Chateau Leoville Poyferre
Concerns over la sécheresse remain, especially for those growers with many younger vines on drier ground. Irrigation, of course, is banned for all ‘Appellations’ and if you go to different parts of Bordeaux right now, you’ll see that the ability of the vines to find moisture underground has a huge impact on the development of the grapes. In many parcels the mature vines are in rude health, such as those planted on the best gravel and clay mounds on the left bank of the Gironde, or on the clay-over-limestone on the better hills and plateaux around St-Emilion. Where the roots can’t find any water at all, the tiny berries are dried out and probably won’t recover, while the leaves down by the bunches are yellow and noticeably flagging.

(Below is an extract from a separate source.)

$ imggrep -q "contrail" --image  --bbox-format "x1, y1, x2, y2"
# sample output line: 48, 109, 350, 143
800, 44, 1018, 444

It’s also fascinating to see the different strategies that properties employ for looking after their vines. You don’t have to stray far off la route des chateaux on the D2 to see this, from Margaux north of the city up through St-Julien, Pauillac and St-Estephe. Some vines have had leaves stripped right back, the bunches fully exposed, and the crop has been thinned through fairly aggressive green harvesting. In contrast, it would seem that the estates that have taken a ‘less is more’ approach have made the right call, given the heat and near-drought since mid-June, but you never really know until you taste the wine.
Merlot, Chateau Belair Monange
Talking of the heat and drought (again), many areas of Bordeaux, such as Margaux, Léognan and St-Emilion have seen half the normal amount of rain during the growing season so far. I’ve put together the combined figures from eight sub-regions – the northern Médoc, Margaux, Léognan, Graves, Sauternes, Entre-Deux-Mers, St-Emilion and Blaye.
It is worth noting that the autumn and winter of 2014-2015 was relatively dry, especially compared to the two previous vintages, so it’s not as if we started out with a surplus. The rainfall across those eight sub-regions from October 2014 to March 2015 averaged 417mm, against a 30 year average for Bordeaux of 534mm.
The first fortnight of April was dry and sunny and the vines got off to a good start with budbreak then. The weather for the flowering in late May and early June was ideal and the rain soon after helped. There has been precious little rain since mid-June and the difference with July 2014 is enormous – 18mm vs 80mm last year.
Both June and July in 2015 were 1˚C warmer than the 30 year average. It has been, at times, very hot – in the high thirties.
Bordeaux is a huge area and there is always a significant variation in the weather between the regions. The 30 year average rainfall for Bordeaux for April, May, June and July is around 270mm. Margaux has seen 126mm, Léognan 138 and St-Emilion 138mm. I’ll publish the graphs for these and other areas before the harvest.
Many great vintages, such as 2005 and 2010, have been dry, warm years with a fine finish. We’ll just have to wait and see what the rest of the growing season brings.